We have already discussed much of Weisman’s argument concerning “the enmity”, and how he had used, or rather, abused, three passages of Scripture to somehow prove that the enmity between the serpent and the seed of the woman was ended at the Crucifixion. In this endeavor, Weisman cited two passages from Paul, which are Colossians 2:15 and Hebrews 2:14-15, and one passage from John, found at 1 John 3:8.
First, it can be established that Paul’s epistle to the Ephesians was written only a short time before his epistle to the Colossians, and that both were written during the two-year period while he was in captivity in Rome. This is explained in a paper at Christogenea titled Ordering and chronology of the epistles of Paul, and it is beyond the scope of our purpose to present it again here.

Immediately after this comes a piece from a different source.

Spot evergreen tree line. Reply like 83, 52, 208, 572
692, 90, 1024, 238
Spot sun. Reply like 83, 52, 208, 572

So Weisman had cited Colossians chapter 2 where Paul said that Christ had “spoiled principalities and powers… triumphing over them in it” as evidence that the enmity between the serpent and the seed of the woman was ended. But Paul had said in Ephesians chapter 6, which was written only a short time before, that we – meaning the collective body of Christians – “wrestle not against flesh and blood, but against principalities, against powers, against the rulers of the darkness of this world, against spiritual wickedness in high places.” Ephesians chapter 6 having been written about 30 years after the Crucifixion, Paul’s words at Colossians chapter 2 cannot possibly mean what Weisman had asserted that they mean. Furthermore, Weisman cannot possibly have written his remarks concerning Colossians chapter 2 while being ignorant of what Paul had said in Ephesians chapter 6, and therefore I would assert that he must have purposely lied.